Hermione thinks about the way Lucius’s friends leer at her. The way Narcissa scoffs in superiority and distaste.

And the way that Draco looks whenever there is half a chance that she might meet some of his friends.

“Fine. But I want to go to a bookstore as well.”

Severus nods in acquiescence.

“Severus, may I ask you something else?”

“What is it, girl?” 

“Will you teach me to cast a Patronus?” She asks. She had seen his weeks ago, a doe. 

“No.” 

He’s gone stone still. He seems angry.

She pushes anyway and asks, “Why not?”

“Because you are eight years old and incapable of such a complex spell,” he drawls, as though it is obvious.

Hermione does not respond with words. Instead, she fills the room with flames, without uttering a word. A favorite trick of hers.

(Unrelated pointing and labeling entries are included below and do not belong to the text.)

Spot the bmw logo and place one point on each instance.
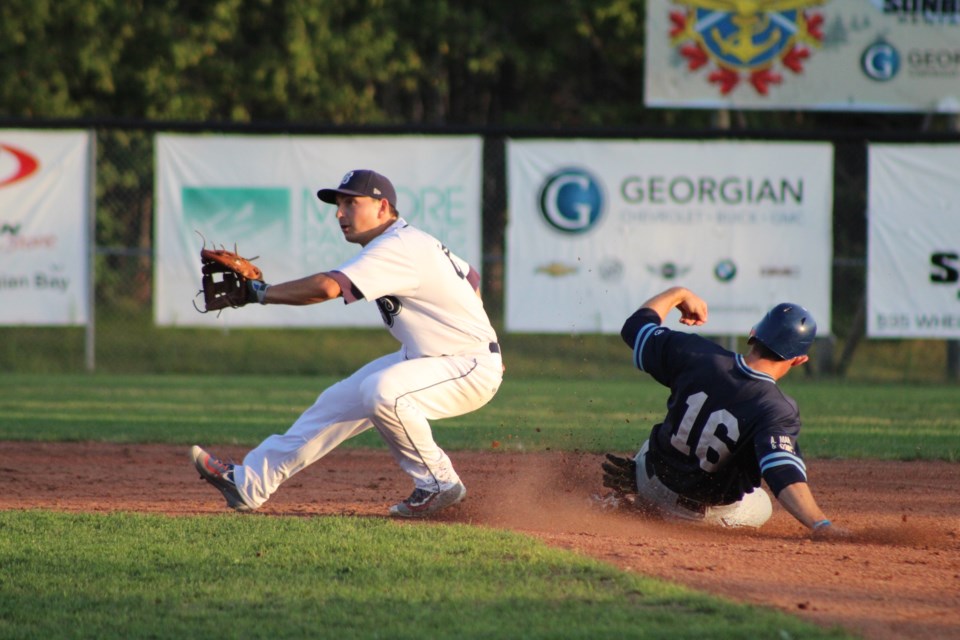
(725, 271)
(880, 61)
(571, 200)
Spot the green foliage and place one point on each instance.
(137, 576)
(347, 62)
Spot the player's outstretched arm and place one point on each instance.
(693, 308)
(797, 499)
(309, 290)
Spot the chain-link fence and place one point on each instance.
(126, 340)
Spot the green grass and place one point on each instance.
(842, 420)
(126, 575)
(140, 576)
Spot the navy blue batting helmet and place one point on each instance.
(788, 330)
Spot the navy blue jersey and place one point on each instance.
(727, 425)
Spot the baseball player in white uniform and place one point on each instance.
(449, 362)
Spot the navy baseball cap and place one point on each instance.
(361, 182)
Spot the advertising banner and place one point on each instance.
(44, 217)
(832, 55)
(258, 193)
(913, 250)
(597, 227)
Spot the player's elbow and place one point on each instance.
(325, 288)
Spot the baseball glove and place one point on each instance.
(229, 279)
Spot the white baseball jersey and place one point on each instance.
(429, 303)
(425, 293)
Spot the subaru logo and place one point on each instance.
(571, 200)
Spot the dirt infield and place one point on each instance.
(898, 578)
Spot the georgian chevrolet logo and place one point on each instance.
(746, 39)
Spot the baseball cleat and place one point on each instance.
(220, 475)
(422, 502)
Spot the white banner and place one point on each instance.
(259, 193)
(913, 249)
(597, 227)
(44, 216)
(839, 55)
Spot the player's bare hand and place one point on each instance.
(693, 310)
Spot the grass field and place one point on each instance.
(134, 575)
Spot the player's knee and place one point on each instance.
(376, 397)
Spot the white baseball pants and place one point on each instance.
(753, 510)
(396, 396)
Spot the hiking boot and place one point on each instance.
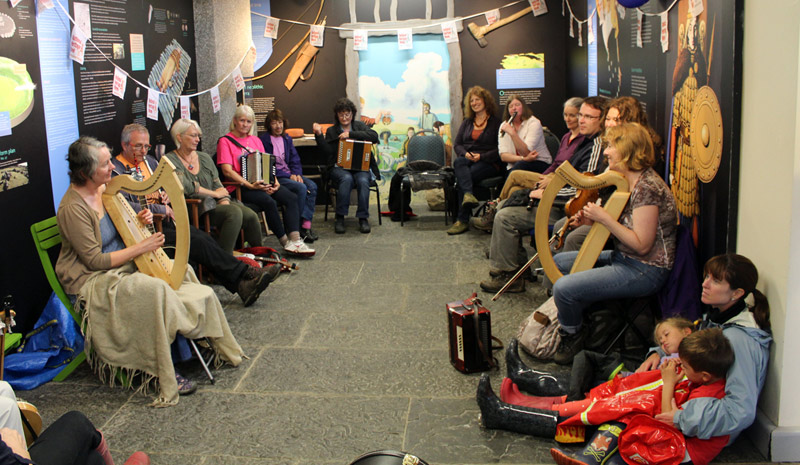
(497, 283)
(570, 345)
(469, 200)
(338, 228)
(308, 235)
(458, 228)
(253, 284)
(481, 224)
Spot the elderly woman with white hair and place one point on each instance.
(130, 318)
(199, 177)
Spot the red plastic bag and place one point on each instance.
(648, 441)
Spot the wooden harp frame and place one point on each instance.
(598, 235)
(156, 264)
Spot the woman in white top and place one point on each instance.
(521, 141)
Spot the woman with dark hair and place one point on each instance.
(241, 140)
(521, 142)
(734, 304)
(131, 318)
(289, 170)
(348, 127)
(477, 155)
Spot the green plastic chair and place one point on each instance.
(46, 235)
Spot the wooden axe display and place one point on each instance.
(479, 31)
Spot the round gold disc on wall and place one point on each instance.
(706, 134)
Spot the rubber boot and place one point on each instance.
(600, 450)
(590, 369)
(538, 383)
(496, 414)
(510, 394)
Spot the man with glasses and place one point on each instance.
(506, 253)
(234, 275)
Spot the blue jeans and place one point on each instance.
(613, 277)
(306, 193)
(344, 181)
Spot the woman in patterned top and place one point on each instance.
(644, 240)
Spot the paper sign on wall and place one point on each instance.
(539, 7)
(185, 105)
(696, 7)
(492, 16)
(316, 37)
(405, 40)
(152, 104)
(271, 28)
(450, 32)
(360, 39)
(216, 104)
(77, 45)
(639, 17)
(120, 82)
(238, 80)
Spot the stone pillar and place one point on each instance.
(222, 36)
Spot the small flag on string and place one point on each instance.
(539, 7)
(450, 32)
(77, 45)
(120, 82)
(238, 80)
(492, 16)
(185, 105)
(271, 28)
(360, 39)
(316, 37)
(405, 39)
(152, 104)
(216, 104)
(639, 17)
(696, 7)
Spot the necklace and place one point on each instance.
(482, 123)
(188, 163)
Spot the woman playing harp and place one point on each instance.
(644, 240)
(143, 314)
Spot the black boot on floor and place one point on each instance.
(338, 228)
(600, 450)
(496, 414)
(538, 383)
(570, 345)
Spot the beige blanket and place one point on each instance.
(130, 320)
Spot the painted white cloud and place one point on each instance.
(423, 78)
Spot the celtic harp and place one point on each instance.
(598, 234)
(132, 231)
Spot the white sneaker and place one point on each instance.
(299, 248)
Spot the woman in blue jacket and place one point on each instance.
(289, 170)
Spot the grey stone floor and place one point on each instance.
(349, 354)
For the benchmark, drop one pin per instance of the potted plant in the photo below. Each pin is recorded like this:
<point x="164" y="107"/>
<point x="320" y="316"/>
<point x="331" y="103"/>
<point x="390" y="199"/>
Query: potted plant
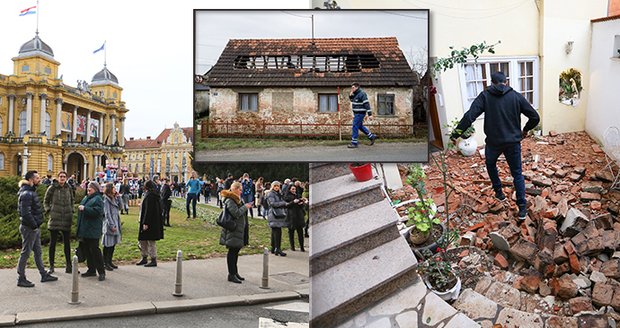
<point x="361" y="171"/>
<point x="437" y="271"/>
<point x="468" y="145"/>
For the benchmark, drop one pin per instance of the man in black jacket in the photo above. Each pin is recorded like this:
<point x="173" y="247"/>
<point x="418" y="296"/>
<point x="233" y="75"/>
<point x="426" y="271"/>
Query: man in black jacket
<point x="502" y="107"/>
<point x="31" y="218"/>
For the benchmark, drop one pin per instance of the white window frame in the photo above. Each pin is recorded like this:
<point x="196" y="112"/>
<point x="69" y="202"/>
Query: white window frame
<point x="514" y="76"/>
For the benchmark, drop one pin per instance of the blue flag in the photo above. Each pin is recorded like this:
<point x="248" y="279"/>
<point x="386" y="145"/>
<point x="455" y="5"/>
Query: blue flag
<point x="100" y="48"/>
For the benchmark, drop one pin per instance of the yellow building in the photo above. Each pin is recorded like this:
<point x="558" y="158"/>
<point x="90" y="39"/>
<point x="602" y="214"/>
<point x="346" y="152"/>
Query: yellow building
<point x="48" y="126"/>
<point x="168" y="155"/>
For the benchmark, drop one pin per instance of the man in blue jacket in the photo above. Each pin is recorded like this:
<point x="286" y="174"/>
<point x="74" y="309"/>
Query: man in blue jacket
<point x="502" y="107"/>
<point x="31" y="218"/>
<point x="361" y="108"/>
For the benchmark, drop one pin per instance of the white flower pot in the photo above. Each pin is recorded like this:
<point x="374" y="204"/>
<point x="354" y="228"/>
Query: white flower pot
<point x="449" y="295"/>
<point x="468" y="146"/>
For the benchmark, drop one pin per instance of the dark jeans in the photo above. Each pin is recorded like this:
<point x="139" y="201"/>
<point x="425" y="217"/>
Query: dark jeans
<point x="276" y="239"/>
<point x="191" y="198"/>
<point x="31" y="242"/>
<point x="67" y="242"/>
<point x="94" y="258"/>
<point x="300" y="236"/>
<point x="512" y="152"/>
<point x="231" y="260"/>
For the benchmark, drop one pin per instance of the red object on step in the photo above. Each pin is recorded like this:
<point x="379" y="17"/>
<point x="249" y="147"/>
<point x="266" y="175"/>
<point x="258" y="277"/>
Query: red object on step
<point x="362" y="173"/>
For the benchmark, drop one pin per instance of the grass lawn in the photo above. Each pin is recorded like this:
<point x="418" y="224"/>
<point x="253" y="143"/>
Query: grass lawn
<point x="197" y="238"/>
<point x="238" y="143"/>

Severus doesn’t even flinch.

She relents.

“What emotion did you feel just then?” He asks, sitting down in the chair all of her other tutors utilised but he had never before used.

“Anger,” she admits.

“The Patronus charm requires a happy memory. More than that it requires an extremely powerful happy memory. Which you do not have,” Severus says, his face finally relenting and letting his pity show.

Anger flares once more but she resists the urge to burn the room to the ground.

“Same time next week?” She asks, closing her potion’s text.

“Yes,” Severus stands back up, collecting his things and leaving her alone in the study.

Hermione wills herself not to let it get to her. Afterall, she could do magic far greater than a simple patronus charm.

She’d merely read about it, that’s all. It doesn’t matter.